Auch wenn Bismarck alles tat, um potenzielle Nachfolger auszuschalten, mehrten sich seit dem Ende der 1880er-Jahre doch die Anzeichen dafür, dass seine politische Führungsrolle sich dem Ende zuneigte. In der politischen Öffentlichkeit wurde der Ruf nach einer Abkehr von der nur bewahrenden Diplomatie Bismarcks zu Gunsten einer dynamischen und risikobereiten Außenpolitik laut. Nach der kurzen Herrschaftszeit von Friedrich III. standen sich mit dem neuen Kaiser Wilhelm II. und Bismarck zwei ungleiche Persönlichkeiten gegenüber. Bismarck hielt Wilhelm für unreif und wenig vorbereitet auf die Übernahme der Verantwortung. Er sei ein „Brausekopf, könne nicht schweigen, sei Schmeichlern zugänglich und könne Deutschland in einen Krieg stürzen, ohne es zu ahnen und zu wollen.“ Für Wilhelm dagegen war Bismarck eine nicht mehr zeitgemäße Person und er machte deutlich, selbst politischen Einfluss nehmen zu wollen: „Sechs Monate will ich den Alten verschnaufen lassen, dann regiere ich selbst.“

Bismarck sah vor diesem Hintergrund in der mutwilligen Verschärfung der innenpolitischen Lage eine Möglichkeit, den neuen Kaiser von seiner Unentbehrlichkeit zu überzeugen. Er brachte daher ein neues, verschärftes und unbefristetes Sozialistengesetz ein, wohl wissend, dass dies die Kartellparteien auseinandersprengen würde, da die Nationalliberalen dies nicht mittragen konnten. Wilhelm, der seine Regierungszeit nicht mit einem solchen Konfliktkurs beginnen wollte, stellte sich den Plänen des Kanzlers entgegen. In einer Sitzung des Kronrates prallten beide am 24. Januar 1890 aufeinander. In den folgenden Monaten versuchte Bismarck verzweifelt, seine Stellung zu halten und spielte erneut mit Staatsstreichgedanken, aber auch mit dem Plan einer engen Zusammenarbeit zwischen Zentrum und Konservativen.

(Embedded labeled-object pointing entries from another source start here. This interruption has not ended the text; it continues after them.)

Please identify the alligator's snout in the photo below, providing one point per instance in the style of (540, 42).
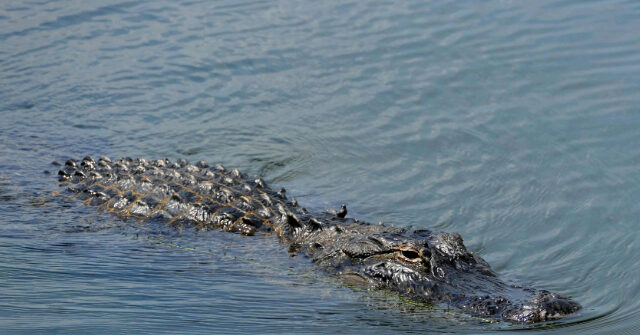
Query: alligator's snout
(545, 306)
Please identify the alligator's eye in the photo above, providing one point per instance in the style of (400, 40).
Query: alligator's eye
(410, 255)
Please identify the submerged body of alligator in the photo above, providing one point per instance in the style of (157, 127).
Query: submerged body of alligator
(422, 265)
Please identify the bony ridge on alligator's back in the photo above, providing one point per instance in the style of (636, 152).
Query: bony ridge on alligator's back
(422, 265)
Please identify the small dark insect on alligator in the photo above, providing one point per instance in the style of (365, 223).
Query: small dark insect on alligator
(421, 265)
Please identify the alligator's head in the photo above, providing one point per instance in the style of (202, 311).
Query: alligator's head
(435, 268)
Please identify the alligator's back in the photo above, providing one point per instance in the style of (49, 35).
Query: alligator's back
(423, 265)
(176, 192)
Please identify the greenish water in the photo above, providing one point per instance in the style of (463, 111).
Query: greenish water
(512, 123)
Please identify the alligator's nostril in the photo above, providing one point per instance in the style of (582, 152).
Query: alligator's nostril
(410, 254)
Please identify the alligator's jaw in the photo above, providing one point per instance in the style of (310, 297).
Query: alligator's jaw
(426, 266)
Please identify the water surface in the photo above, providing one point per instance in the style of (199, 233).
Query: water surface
(514, 124)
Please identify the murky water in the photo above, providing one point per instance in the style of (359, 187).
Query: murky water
(512, 123)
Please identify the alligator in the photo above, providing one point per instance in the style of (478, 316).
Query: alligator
(421, 265)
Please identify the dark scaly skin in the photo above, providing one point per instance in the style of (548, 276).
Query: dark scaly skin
(422, 265)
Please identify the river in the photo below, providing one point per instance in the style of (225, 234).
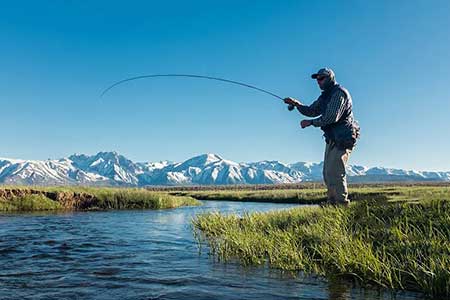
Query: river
(141, 254)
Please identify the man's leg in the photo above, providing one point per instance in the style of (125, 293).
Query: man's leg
(326, 172)
(337, 163)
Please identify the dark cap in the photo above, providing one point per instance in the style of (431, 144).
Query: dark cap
(323, 72)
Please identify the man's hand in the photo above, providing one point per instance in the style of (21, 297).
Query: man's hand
(305, 123)
(292, 101)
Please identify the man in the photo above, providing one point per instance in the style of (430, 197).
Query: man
(334, 106)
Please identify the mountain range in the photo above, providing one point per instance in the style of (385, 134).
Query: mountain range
(113, 169)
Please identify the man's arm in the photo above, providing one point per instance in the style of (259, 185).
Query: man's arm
(334, 111)
(309, 111)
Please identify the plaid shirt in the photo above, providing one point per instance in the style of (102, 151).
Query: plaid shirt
(333, 113)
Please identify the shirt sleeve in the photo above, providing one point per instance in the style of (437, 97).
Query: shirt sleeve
(334, 111)
(310, 111)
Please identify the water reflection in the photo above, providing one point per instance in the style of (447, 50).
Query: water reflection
(140, 255)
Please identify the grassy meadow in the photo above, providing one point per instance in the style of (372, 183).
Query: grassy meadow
(394, 237)
(87, 198)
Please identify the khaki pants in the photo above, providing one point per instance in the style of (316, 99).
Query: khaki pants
(334, 175)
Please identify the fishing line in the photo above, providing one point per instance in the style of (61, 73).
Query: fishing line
(191, 76)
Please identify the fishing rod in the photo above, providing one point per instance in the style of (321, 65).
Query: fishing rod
(291, 107)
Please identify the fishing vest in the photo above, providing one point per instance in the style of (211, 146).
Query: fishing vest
(345, 131)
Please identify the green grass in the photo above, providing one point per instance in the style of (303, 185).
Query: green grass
(87, 198)
(400, 239)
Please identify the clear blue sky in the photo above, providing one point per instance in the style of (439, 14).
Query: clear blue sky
(57, 56)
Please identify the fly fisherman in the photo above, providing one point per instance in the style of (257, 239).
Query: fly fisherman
(335, 117)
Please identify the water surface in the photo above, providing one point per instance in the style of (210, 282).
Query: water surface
(141, 255)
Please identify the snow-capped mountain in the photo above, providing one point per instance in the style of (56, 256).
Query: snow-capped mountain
(111, 168)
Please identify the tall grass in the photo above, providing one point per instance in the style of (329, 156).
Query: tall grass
(87, 198)
(392, 243)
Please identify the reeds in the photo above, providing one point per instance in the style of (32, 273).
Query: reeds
(389, 241)
(87, 198)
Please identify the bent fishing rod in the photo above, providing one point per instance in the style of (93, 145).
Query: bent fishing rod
(290, 107)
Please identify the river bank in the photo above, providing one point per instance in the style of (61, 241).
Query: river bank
(87, 198)
(397, 238)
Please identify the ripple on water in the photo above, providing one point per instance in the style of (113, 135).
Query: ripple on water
(140, 255)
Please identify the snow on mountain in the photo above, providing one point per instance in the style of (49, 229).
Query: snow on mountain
(111, 168)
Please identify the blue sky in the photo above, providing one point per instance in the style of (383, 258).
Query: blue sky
(57, 56)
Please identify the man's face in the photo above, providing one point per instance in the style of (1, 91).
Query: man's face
(321, 81)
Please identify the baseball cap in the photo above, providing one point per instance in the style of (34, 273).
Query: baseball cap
(323, 72)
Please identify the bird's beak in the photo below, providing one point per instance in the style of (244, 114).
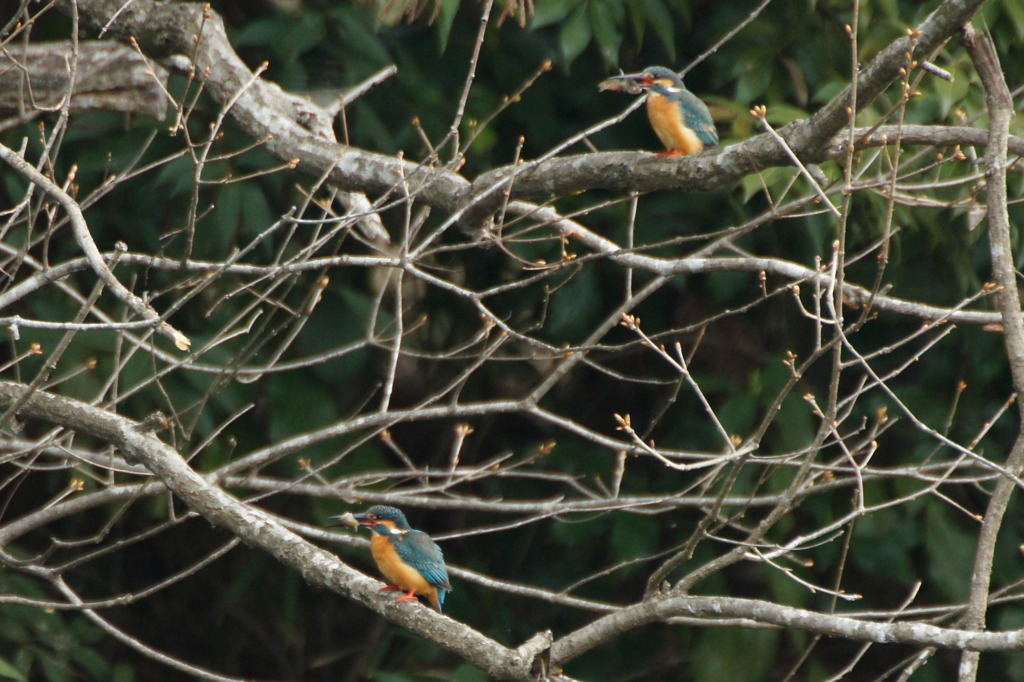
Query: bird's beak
(350, 519)
(363, 519)
(631, 83)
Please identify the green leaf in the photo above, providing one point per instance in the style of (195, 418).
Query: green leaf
(660, 19)
(9, 672)
(445, 17)
(552, 11)
(576, 35)
(608, 34)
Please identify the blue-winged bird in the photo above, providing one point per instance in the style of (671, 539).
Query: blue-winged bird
(410, 560)
(680, 119)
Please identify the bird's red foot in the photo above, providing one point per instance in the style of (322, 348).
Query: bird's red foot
(409, 595)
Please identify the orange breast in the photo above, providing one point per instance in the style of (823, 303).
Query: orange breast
(667, 121)
(397, 571)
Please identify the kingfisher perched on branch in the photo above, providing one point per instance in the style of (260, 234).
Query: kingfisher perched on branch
(410, 560)
(680, 119)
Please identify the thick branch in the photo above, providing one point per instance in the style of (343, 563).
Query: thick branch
(1000, 111)
(259, 529)
(109, 77)
(265, 112)
(665, 608)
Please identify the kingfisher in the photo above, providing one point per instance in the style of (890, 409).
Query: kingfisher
(679, 118)
(410, 560)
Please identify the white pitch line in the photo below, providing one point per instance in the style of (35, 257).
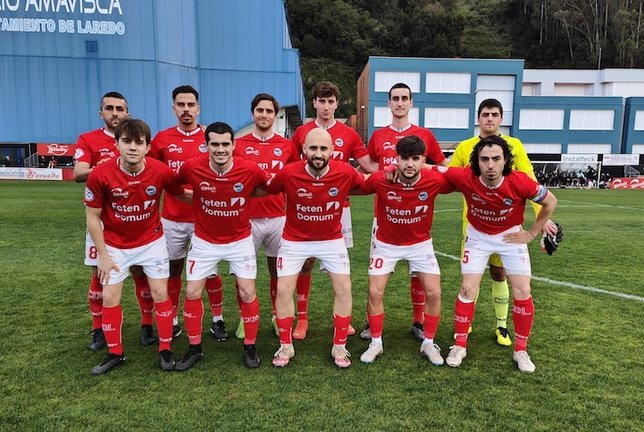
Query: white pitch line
(567, 284)
(601, 205)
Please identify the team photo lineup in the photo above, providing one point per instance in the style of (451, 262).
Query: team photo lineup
(176, 204)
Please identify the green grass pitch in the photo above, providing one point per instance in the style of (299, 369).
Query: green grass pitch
(586, 341)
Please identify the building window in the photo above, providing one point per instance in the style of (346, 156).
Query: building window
(384, 80)
(541, 119)
(447, 83)
(592, 119)
(447, 118)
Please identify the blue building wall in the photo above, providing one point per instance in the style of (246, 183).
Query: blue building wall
(51, 82)
(632, 136)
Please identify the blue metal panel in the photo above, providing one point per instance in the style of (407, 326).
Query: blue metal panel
(567, 136)
(631, 136)
(228, 50)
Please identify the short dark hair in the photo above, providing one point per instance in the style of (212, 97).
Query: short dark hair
(185, 89)
(490, 103)
(219, 128)
(133, 128)
(326, 89)
(489, 142)
(264, 96)
(115, 95)
(400, 85)
(410, 146)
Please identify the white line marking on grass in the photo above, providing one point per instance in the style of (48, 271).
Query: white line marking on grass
(601, 205)
(567, 284)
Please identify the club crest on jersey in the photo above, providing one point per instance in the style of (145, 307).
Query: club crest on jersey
(89, 195)
(303, 193)
(173, 148)
(205, 186)
(120, 193)
(393, 196)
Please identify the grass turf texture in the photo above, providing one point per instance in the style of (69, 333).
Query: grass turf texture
(587, 346)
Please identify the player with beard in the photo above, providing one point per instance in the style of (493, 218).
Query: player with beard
(174, 146)
(315, 190)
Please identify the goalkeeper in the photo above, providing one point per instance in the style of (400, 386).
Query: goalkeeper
(490, 117)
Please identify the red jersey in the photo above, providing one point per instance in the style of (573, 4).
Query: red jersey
(494, 210)
(174, 146)
(130, 203)
(220, 202)
(405, 212)
(95, 147)
(346, 141)
(314, 206)
(271, 156)
(382, 145)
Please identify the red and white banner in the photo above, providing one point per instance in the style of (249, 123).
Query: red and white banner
(627, 183)
(45, 149)
(31, 173)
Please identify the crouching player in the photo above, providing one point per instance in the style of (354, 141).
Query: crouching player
(496, 197)
(124, 195)
(405, 210)
(222, 188)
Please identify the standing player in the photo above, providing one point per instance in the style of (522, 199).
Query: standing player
(122, 205)
(271, 152)
(174, 146)
(92, 149)
(346, 144)
(405, 210)
(496, 197)
(315, 190)
(222, 188)
(382, 149)
(490, 117)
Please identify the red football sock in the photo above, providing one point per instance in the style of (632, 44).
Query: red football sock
(112, 323)
(417, 299)
(215, 295)
(250, 316)
(273, 289)
(174, 292)
(522, 316)
(430, 325)
(340, 329)
(376, 324)
(143, 295)
(285, 327)
(303, 288)
(163, 315)
(95, 296)
(463, 316)
(192, 317)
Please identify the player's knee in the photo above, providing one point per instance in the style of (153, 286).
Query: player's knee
(497, 273)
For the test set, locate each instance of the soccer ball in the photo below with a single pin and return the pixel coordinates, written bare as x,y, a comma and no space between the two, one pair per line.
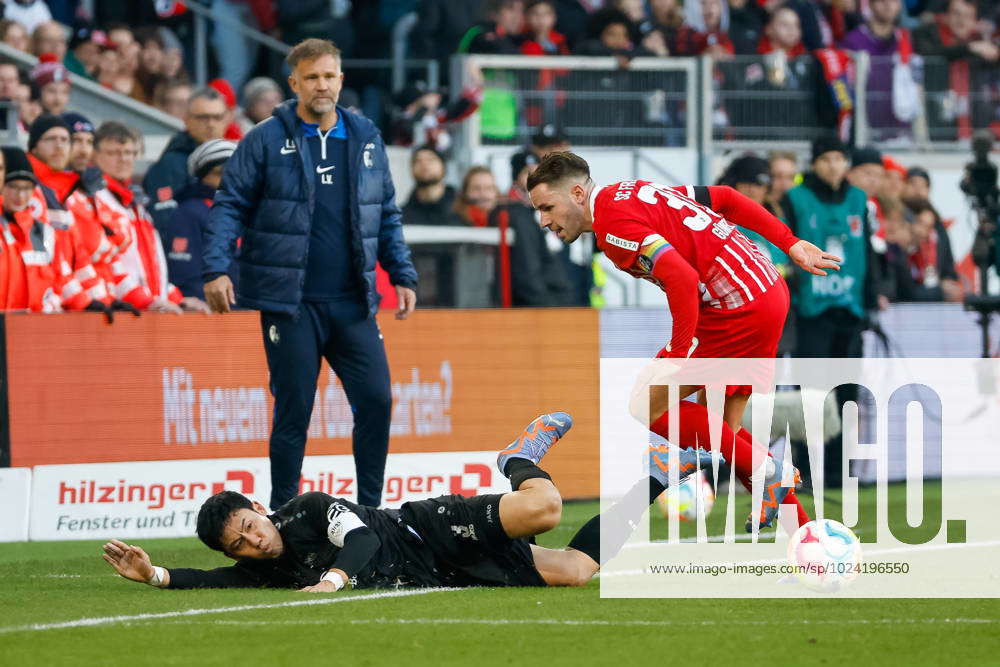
826,555
688,500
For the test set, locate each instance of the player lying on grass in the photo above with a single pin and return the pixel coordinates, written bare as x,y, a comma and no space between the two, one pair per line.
318,543
726,299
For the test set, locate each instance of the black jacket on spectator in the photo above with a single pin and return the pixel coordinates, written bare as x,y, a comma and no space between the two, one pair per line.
905,286
571,21
745,27
416,212
170,171
538,277
983,78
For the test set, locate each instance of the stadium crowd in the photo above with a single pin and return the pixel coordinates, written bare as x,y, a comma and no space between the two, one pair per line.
89,237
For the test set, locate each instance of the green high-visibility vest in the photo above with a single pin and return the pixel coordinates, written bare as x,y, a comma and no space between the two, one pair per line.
838,228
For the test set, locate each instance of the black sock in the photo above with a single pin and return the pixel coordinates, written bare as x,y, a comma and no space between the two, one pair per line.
588,539
621,519
520,470
655,489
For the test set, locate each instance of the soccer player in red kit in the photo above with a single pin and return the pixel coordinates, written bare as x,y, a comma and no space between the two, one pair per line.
726,299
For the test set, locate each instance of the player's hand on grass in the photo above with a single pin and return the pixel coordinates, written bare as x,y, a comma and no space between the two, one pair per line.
220,295
128,560
812,259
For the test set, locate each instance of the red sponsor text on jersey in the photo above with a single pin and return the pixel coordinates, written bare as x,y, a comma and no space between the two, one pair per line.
731,270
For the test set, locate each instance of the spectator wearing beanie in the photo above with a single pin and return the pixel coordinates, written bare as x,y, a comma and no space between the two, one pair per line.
34,275
142,265
432,200
206,118
51,78
181,234
104,231
58,197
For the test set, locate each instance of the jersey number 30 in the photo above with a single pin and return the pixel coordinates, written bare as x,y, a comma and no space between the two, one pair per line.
698,221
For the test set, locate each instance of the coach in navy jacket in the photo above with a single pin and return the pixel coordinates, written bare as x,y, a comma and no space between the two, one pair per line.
310,193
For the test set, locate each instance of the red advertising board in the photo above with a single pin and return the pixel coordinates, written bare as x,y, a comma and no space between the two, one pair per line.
163,387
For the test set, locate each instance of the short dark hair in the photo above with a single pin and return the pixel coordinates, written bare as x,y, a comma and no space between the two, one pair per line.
311,48
113,130
214,514
556,167
427,147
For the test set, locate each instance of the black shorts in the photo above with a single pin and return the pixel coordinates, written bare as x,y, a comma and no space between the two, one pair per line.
469,545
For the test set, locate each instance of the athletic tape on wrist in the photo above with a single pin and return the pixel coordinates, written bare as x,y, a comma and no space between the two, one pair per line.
335,578
158,576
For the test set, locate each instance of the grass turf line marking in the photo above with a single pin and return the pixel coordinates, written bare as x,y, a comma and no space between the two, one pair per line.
596,622
111,620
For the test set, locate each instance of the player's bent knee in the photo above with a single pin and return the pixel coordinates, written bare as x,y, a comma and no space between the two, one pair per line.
548,513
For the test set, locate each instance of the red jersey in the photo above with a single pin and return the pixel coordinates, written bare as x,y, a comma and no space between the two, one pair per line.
684,239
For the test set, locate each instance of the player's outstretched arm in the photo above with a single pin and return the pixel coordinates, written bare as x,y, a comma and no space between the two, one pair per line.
813,259
132,563
741,210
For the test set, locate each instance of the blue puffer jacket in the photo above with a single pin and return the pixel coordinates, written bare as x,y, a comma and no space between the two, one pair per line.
268,195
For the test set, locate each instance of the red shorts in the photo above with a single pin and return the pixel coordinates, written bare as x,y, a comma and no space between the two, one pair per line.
750,332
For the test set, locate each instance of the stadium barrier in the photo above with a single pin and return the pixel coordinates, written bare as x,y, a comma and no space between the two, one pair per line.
128,428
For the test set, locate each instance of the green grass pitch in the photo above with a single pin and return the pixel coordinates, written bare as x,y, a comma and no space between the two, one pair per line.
45,584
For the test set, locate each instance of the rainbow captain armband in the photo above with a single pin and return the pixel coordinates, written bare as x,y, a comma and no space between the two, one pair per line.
650,251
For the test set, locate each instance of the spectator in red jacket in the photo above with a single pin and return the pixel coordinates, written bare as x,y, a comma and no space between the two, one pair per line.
141,269
711,19
541,38
78,236
961,96
30,273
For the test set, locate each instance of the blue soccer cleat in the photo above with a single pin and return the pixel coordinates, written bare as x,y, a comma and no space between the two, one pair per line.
536,439
774,495
688,462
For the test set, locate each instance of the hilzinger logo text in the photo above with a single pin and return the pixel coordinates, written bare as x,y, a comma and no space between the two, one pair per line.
155,494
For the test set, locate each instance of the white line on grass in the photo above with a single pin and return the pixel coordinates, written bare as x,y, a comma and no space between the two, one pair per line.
595,622
111,620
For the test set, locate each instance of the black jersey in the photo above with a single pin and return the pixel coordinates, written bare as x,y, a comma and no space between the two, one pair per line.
446,541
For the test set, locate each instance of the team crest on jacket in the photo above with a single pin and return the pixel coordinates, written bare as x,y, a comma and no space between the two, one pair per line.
621,243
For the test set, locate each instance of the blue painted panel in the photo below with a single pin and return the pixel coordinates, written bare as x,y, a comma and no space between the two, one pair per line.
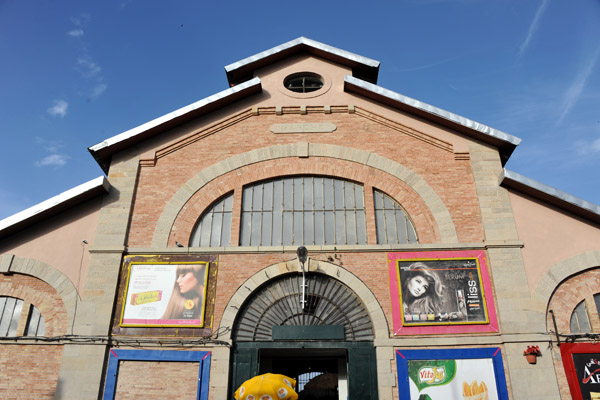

Am 15. März 1890 entzog Kaiser Wilhelm dem Kanzler wegen dessen Konfliktkurses endgültig die Unterstützung. Das Entlassungsgesuch Bismarcks datiert vom 18. März 1890. Die Öffentlichkeit reagierte mehrheitlich erleichtert auf den Rücktritt. Theodor Fontane schrieb: „Es ist ein Glück, dass wir ihn los sind. Er war eigentlich nur noch Gewohnheitsregente (sic!), tat was er wollte, und forderte immer mehr Devotion. Seine Größe lag hinter ihm.“ Als Nachfolger Otto von Bismarcks wählte der Kaiser den politisch unerfahrenen General Leo von Caprivi.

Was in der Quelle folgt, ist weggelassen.